I disagree. These CNT registers are "watched" by the top-level logic that controls thread arbitration.
I guess I trying to follow AMD's terminology choice in stating that completion is when the data an instruction is meant to write back is written back and the counter is decremented.
The issuing instruction (that increments CNT) always completes immediately. The text talks about "completion" in the sense of data being returned, not in terms of thread state. The thread will be switched-out upon S_WAITCNT.
Writeback would be the last stage prior to instruction completion, unless there's an exception detect stage for something like ECC failures.
I am somewhat unclear on whay you mean by "switched out". The ten hardware threads per SIMD don't switch out in the same sense as the phrase is used for standard CPU cores and thread context switches. The wavefront is just flagged as not being ready when the SIMD's issue cycle comes back around. The wavefront is still in the group of 10, with hopefully up to 9 others ready to issue in its stead.
But S_WAITCNT implies sleeping the thread until the counter hits the value specified, so I don't see how your final sentence would apply.
None of the counters other than VALU_CNT, if it were being used, would have bearing on the scenarios in table 4.2.
Even if they were used, these scenarios involve instructions that would be considered complete, it's just that a few side effects like flag changes don't propagate as quickly as result forwarding.
Presumably you're referring to bank conflicts during LDS access. LGKM_CNT is only decremented once the variable-latency caused by the bank conflict has fully passed.
I'm under the impression that LGKM_CNT is not global to the entire CU.
Rather, this is tracking the issued instructions for a given wavefront, and that wavefront can't account for what the other 39 wavefronts in the CU might have in flight for the LDS at the time.
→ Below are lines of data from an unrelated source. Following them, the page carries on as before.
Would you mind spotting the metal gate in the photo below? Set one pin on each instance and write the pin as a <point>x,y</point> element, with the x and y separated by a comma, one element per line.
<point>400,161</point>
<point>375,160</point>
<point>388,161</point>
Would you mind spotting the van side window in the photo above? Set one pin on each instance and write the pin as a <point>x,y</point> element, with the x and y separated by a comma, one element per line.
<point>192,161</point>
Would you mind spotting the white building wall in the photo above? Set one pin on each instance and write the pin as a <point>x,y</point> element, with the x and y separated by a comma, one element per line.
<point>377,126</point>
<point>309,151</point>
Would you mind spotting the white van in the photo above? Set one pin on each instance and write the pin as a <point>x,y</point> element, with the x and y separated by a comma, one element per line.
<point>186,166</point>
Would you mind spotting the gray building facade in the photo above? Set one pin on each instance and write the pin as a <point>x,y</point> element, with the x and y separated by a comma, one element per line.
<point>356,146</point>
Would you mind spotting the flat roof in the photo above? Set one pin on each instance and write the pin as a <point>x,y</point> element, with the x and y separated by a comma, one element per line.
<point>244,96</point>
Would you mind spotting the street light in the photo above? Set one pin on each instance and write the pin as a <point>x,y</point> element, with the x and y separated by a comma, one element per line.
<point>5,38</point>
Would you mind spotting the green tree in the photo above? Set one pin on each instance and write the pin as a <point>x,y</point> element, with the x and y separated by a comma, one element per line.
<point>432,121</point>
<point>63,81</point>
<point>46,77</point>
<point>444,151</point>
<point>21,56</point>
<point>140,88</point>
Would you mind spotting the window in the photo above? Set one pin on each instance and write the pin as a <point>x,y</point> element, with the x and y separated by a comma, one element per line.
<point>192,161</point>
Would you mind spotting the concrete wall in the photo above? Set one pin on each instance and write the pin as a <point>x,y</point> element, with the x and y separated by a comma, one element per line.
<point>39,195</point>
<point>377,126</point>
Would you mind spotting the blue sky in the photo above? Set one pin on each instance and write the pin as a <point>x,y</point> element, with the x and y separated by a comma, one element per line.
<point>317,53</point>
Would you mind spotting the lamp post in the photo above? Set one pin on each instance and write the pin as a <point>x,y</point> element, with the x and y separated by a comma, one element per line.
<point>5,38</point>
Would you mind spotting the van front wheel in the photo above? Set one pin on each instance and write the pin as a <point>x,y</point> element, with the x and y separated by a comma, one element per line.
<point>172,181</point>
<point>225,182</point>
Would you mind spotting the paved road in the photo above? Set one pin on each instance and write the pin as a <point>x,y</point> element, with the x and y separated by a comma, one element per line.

The LDS-direct read is also not listed as being one of the things tracked by LGCKM_CNT, which may make S_WAITCNT for LDS and any possible LDS reads to a vector instruction as restrictive as it is for scalar cache reads.
I dare say a good way to think of these S_WAITCNT instructions is that they are protecting the VGPRs. That's all they do, ensuring that VGPRs are permanently coherent. With that model in mind, it becomes clear that table 4.2 consists entirely of non-VGPR operands for shader instructions and expresses dependency constraints that don't relate to VGPRs.
If VGPRs were all that mattered, S_WAITCNT wouldn't be so restrictive with scalar memory reads.
4.2 contains a bunch of corner cases where side-effects and hardware state updates fall outside the regular data forwarding paths. The rest of the cases rely on the 4-cycle gap between instruction issues to allow results to flow over.
I still can't think what VALU_CNT could be used for, though.
With the current ratios in the architecture, possibly very little.
I don't think it means anything. Bits 30/31 are also not mentioned. This is just stuff documented for debugging as far as I can tell.
It's two reserved bits right in the middle of the state encoding. The relationship of each field to the ones above and below is pretty well established.
If during the SI design stage they hadn't yet decided on the maximum number of SIMDs, they probably had to allocate bits in advance for a product that hadn't been finalized.
Hopefully AMD will work out how to get past a mere two shader engines and to resolve the coherency problems that multiple shader engines create. If NVidia can tackle that problem there's no reason why AMD can't.
There's "can't" and then there's "won't", however I am hopeful that something at that level is going to evolve more than we've seen over the last several generations.
Another GPU generation will have to justify its existence on 28nm, with Tahiti already gobbling up much of the TDP room before a successor has the chance to improve on it.
Adding a few more CUs might not cut it.